Good thing you stopped watching Star Trek: The Next Generation after the pilot.
Same for Buffy The Vampire Slayer.


----------



## MiakioAmy (Oct 2, 2002)

I couldn't make it through the second episode of Chuck. Deleted.

(I don't actually have any season passes, so this means I won't download it next week.  )


----------



## bareyb (Dec 1, 2000)

amtsuchida said:


> I couldn't make it through the second episode of Chuck. Deleted.
> 
> (I don't actually have any season passes, so this means I won't download it next week.  )

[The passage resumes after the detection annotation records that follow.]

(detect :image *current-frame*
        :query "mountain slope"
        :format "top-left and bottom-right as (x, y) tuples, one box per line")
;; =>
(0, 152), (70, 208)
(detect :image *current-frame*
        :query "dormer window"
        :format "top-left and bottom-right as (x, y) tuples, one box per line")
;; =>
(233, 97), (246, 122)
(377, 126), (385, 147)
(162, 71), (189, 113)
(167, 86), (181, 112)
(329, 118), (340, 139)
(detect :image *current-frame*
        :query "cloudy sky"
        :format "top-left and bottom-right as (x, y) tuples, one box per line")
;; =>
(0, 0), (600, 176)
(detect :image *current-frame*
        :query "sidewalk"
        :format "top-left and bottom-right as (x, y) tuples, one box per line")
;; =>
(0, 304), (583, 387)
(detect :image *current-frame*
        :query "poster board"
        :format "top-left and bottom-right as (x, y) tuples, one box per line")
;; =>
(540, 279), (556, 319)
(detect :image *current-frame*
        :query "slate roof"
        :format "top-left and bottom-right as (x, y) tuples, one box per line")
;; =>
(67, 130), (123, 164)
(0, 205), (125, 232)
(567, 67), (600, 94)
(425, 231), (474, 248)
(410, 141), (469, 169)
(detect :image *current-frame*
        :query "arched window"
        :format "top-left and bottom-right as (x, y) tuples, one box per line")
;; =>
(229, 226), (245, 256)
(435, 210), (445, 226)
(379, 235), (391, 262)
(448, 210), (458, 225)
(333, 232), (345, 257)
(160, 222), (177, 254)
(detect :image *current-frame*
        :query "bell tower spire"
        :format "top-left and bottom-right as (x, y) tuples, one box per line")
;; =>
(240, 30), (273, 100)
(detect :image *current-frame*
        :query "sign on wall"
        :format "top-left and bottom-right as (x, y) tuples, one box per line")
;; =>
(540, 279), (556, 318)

Chuck is my first SP deletion of the new season. Episode two was lame. It's a very bad sign when I find myself using the "30 second skip" button. :down:

My wife hated it even more than I did. She feels the show is geared towards "twenty-something single people" and I have to admit I felt like the second show was a mess. Full of cliche's and worn out gaffs. We are done. Chuck is gone.


----------



## etexlady (Jun 23, 2002)

I found that I had no desire to watch any of the new offerings after reading about them. I am glad my favorites are returning and I still have SPs for them (Dexter, Brotherhood, Survivor, Dancing With The Stars, Shield, etc.) From the summer offerings I had/have SPs for Damages, Saving Grace and Mad Men, all of which I will continue to watch. The one and only new show I have scheduled is Pushing Daisies and I'll give it an episode or two to see if I want to continue with it. All in all a very disappointing new season this year.


----------



## Sirius Black (Dec 26, 2001)

Prison Break and K-Ville.


----------



## mwhip (Jul 22, 2002)

I don't know if this counts but I got rid of Grey's and ER. Grey's is still bad after last weeks episode and ER it was just time to cut the cord.


----------



## PJO1966 (Mar 5, 2002)

Back to You
Carpoolers


----------



## markz (Oct 22, 2002)

I am thinking about dumping Grey's and canceling Private Practice. I have them recorded, but I am not that excited about watching Grey's this season. Plus, it seems like if I watch one, I should watch the other.


----------



## buckeyenut (Apr 1, 2004)

Big Bang Theory is on the chopping block for me. This week's episode was a little better than the pilot; however, not by much. I'll give it another week or two.


----------



## skywalkr2 (Jun 16, 2003)

I am liking most everything this season - especially Reaper, Pushing Daisies (one ep only), Chuck, and Journeyman. 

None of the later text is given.